On Tuesday, Google declared Lumiere, an AI video producer that it calls “a space-time diffusion model for realistic video generation” in the accompanying preprint paper. But let’s not deceive ourselves: It does an excellent job at creating videos of adorable animals in absurd situations, such as utilizing roller skates, operating a car, or playing a piano. Certainly, it can accomplish more, but it is perhaps the most advanced text-to-animal AI video producer yet demonstrated.
According to Google, Lumiere utilizes distinct architecture to create a video’s entire temporal duration in one go. Or, as the company articulated it, “We introduce a Space-Time U-Net architecture that generates the entire temporal duration of the video at once, through a single pass in the model. This is in contrast to existing video models which synthesize distant keyframes followed by temporal super-resolution—an approach that inherently makes global temporal consistency difficult to achieve.”

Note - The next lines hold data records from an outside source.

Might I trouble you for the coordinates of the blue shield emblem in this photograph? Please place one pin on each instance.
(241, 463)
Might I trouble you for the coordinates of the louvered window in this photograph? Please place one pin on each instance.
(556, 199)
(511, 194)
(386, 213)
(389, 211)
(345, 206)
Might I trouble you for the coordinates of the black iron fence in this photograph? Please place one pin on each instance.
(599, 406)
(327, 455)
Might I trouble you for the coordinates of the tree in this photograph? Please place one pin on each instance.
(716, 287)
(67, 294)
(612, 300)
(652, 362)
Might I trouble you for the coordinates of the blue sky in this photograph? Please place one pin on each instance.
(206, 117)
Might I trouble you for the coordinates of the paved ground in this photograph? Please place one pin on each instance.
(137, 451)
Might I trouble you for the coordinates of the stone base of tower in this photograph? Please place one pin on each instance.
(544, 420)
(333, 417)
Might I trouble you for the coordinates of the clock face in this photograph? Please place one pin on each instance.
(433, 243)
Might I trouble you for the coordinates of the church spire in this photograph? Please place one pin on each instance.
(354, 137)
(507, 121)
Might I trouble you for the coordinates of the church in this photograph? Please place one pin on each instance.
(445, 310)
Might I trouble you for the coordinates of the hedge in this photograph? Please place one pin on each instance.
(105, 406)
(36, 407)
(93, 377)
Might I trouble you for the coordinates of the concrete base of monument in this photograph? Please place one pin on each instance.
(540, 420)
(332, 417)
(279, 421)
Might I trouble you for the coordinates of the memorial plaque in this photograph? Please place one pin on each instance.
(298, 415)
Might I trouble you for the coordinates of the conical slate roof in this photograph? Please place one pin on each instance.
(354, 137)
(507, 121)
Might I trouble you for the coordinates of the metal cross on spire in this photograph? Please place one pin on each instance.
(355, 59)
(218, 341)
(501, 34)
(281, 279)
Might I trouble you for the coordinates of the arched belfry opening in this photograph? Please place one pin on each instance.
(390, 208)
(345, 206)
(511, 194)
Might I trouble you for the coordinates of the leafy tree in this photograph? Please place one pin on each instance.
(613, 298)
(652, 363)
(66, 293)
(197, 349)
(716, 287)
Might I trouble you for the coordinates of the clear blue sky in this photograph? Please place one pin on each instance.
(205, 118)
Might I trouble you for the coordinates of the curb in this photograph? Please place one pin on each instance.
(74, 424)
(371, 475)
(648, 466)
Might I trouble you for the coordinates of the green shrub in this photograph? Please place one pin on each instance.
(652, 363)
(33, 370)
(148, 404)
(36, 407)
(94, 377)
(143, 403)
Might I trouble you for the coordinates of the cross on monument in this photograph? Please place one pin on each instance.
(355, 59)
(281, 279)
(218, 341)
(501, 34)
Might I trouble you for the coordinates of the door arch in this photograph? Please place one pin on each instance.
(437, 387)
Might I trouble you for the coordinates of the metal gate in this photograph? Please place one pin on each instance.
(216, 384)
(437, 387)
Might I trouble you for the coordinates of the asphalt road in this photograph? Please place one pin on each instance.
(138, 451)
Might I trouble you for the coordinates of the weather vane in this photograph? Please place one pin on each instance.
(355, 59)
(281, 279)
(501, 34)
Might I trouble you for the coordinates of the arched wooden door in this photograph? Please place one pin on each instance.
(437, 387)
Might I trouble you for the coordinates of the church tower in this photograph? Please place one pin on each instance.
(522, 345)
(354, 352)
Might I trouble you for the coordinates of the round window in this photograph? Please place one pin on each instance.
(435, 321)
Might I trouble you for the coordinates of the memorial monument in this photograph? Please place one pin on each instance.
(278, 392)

In layperson terms, Google’s tech is designed to manage both the space (where things are in the video) and time (how things move and change throughout the video) aspects simultaneously. So, rather than creating a video by assembling numerous small parts or frames, it can produce the entire video, from start to finish, in one smooth process.
Lumiere can also perform numerous party tricks, which are laid out quite well with examples on Google’s demo page. For example, it can execute text-to-video generation (turning a written prompt into a video), convert still images into videos, generate videos in specific styles using a reference image, apply consistent video editing using text-based prompts, create cinemagraphs by animating specific regions of an image, and offer video inpainting capabilities (for example, it can change the type of dress a person is wearing).

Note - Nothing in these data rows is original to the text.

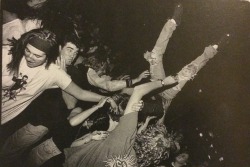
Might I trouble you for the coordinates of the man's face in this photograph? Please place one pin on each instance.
(102, 70)
(34, 57)
(69, 52)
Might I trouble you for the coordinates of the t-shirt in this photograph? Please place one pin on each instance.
(115, 150)
(19, 91)
(12, 29)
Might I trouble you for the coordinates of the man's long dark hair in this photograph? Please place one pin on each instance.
(18, 47)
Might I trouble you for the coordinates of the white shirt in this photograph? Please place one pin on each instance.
(14, 101)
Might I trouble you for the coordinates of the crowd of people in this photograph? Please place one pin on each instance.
(66, 102)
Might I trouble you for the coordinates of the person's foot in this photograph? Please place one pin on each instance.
(223, 41)
(178, 13)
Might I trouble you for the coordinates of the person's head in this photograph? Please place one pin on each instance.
(69, 48)
(38, 47)
(152, 146)
(121, 100)
(182, 158)
(188, 71)
(97, 121)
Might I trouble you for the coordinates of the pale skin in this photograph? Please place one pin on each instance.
(35, 57)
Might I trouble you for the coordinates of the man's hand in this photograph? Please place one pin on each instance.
(170, 80)
(113, 104)
(102, 102)
(99, 135)
(60, 61)
(144, 74)
(138, 106)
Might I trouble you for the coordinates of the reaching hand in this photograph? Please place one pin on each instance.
(138, 106)
(113, 104)
(102, 102)
(170, 80)
(150, 117)
(144, 74)
(124, 77)
(60, 61)
(99, 135)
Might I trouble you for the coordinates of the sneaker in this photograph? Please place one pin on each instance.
(177, 13)
(42, 153)
(224, 40)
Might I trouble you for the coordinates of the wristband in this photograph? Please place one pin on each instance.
(162, 82)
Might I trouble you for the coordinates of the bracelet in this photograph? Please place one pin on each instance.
(108, 100)
(128, 83)
(162, 82)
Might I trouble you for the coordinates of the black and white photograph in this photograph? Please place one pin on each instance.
(125, 83)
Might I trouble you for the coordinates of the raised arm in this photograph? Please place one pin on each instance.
(106, 83)
(85, 95)
(79, 118)
(141, 90)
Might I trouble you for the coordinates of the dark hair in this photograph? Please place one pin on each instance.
(18, 47)
(72, 38)
(100, 120)
(121, 100)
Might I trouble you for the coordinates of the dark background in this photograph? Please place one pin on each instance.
(217, 100)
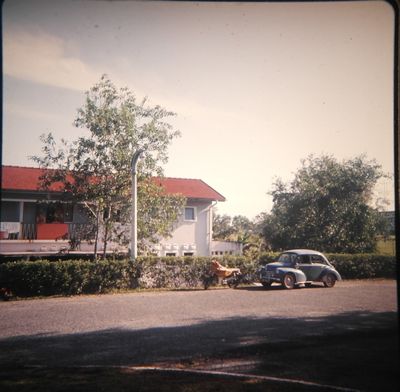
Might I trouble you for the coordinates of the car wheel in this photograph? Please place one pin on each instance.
(329, 280)
(289, 281)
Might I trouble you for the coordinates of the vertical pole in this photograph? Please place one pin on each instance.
(133, 250)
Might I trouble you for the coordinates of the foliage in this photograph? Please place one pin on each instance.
(72, 277)
(326, 207)
(95, 169)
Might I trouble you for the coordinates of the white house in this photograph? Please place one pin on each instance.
(29, 226)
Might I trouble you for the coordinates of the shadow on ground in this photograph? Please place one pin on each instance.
(355, 350)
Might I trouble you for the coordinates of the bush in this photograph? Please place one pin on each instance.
(71, 277)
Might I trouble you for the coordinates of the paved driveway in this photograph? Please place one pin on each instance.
(152, 327)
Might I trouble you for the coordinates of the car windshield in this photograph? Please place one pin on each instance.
(287, 258)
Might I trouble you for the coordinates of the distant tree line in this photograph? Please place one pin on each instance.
(327, 207)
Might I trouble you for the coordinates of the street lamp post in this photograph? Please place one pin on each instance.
(135, 158)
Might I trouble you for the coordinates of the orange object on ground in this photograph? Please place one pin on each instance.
(221, 271)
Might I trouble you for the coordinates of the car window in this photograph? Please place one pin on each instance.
(303, 259)
(317, 259)
(287, 258)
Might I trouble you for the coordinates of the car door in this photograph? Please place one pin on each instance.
(318, 264)
(304, 264)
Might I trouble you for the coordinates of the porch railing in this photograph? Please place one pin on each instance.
(75, 231)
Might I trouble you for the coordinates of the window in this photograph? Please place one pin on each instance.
(316, 259)
(190, 214)
(9, 211)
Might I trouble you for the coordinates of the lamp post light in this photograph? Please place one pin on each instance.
(135, 158)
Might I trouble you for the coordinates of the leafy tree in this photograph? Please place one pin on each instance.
(326, 207)
(95, 169)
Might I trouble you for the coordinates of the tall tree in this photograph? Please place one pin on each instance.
(327, 206)
(95, 169)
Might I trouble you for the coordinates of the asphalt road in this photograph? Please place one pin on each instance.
(197, 328)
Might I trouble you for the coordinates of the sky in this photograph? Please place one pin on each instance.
(256, 87)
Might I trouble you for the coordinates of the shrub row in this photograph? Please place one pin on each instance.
(71, 277)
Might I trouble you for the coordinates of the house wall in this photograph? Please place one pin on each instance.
(190, 236)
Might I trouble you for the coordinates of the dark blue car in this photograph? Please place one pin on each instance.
(299, 267)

In the Lumiere research paper, the Google researchers state that the AI model outputs five-second long 1024×1024 pixel videos, which they describe as “low-resolution.” Despite those limitations, the researchers conducted a user study and assert that Lumiere’s outputs were favored over existing AI video synthesis models.
As for training data, Google doesn’t specify where it obtained the videos they fed into Lumiere, writing, “We train our T2V [text to video] model on a dataset containing 30M videos along with their text caption. [sic] The videos are 80 frames long at 16 fps (5 seconds). The base model is trained at 128×128.”
AI-manufactured video is still in a primitive state, but it has been advancing in quality over the past two years. In October 2022, we reported Google’s first publicly disclosed image synthesis model, Imagen Video. It could generate short 1280×768 video clips from a written prompt at 24 fps, but the results weren’t always coherent. Before that, Meta premiered its AI video generator, Make-A-Video. In June of last year, Runway’s Gen2 video synthesis model enabled the creation of two-second video clips from text prompts, fueling the creation of surrealistic parody commercials. And in November, we discussed Stable Video Diffusion, which can generate short clips from still images.
AI companies regularly demonstrate video producers with charming animals because generating coherent, non-deformed humans is currently challenging—particularly since we, as humans (you are human, right?), are skillful at noticing any imperfections in human bodies or how they move. Just look at AI-manufactured Will Smith eating spaghetti.
Assessing by Google’s examples (and not having used it ourselves), Lumiere appears to surpass these other AI video production models. But since Google tends to keep its AI research models tightly sealed, we’re not sure when, if ever, the public may have an opportunity to try it for themselves.
As always, whenever we witness text-to-video synthesis models becoming more adept, we can’t help but think of the future implications for our Internet-connected society, which is focused on sharing media artifacts—and the general assumption that “realistic” video typically depicts real objects in real situations captured by a camera. Future video synthesis tools more proficient than Lumiere will make deceptive deepfakes trivially easy to create.
To that end, in the “Societal Impact” section of the Lumiere paper, the researchers write, “Our primary goal in this work is to enable novice users to generate visual content in an creative and flexible way. [sic] However, there is a risk of misuse for creating fake or harmful content with our technology, and we believe that it is crucial to develop and apply tools for detecting biases and malicious use cases in order to ensure a safe and fair use.”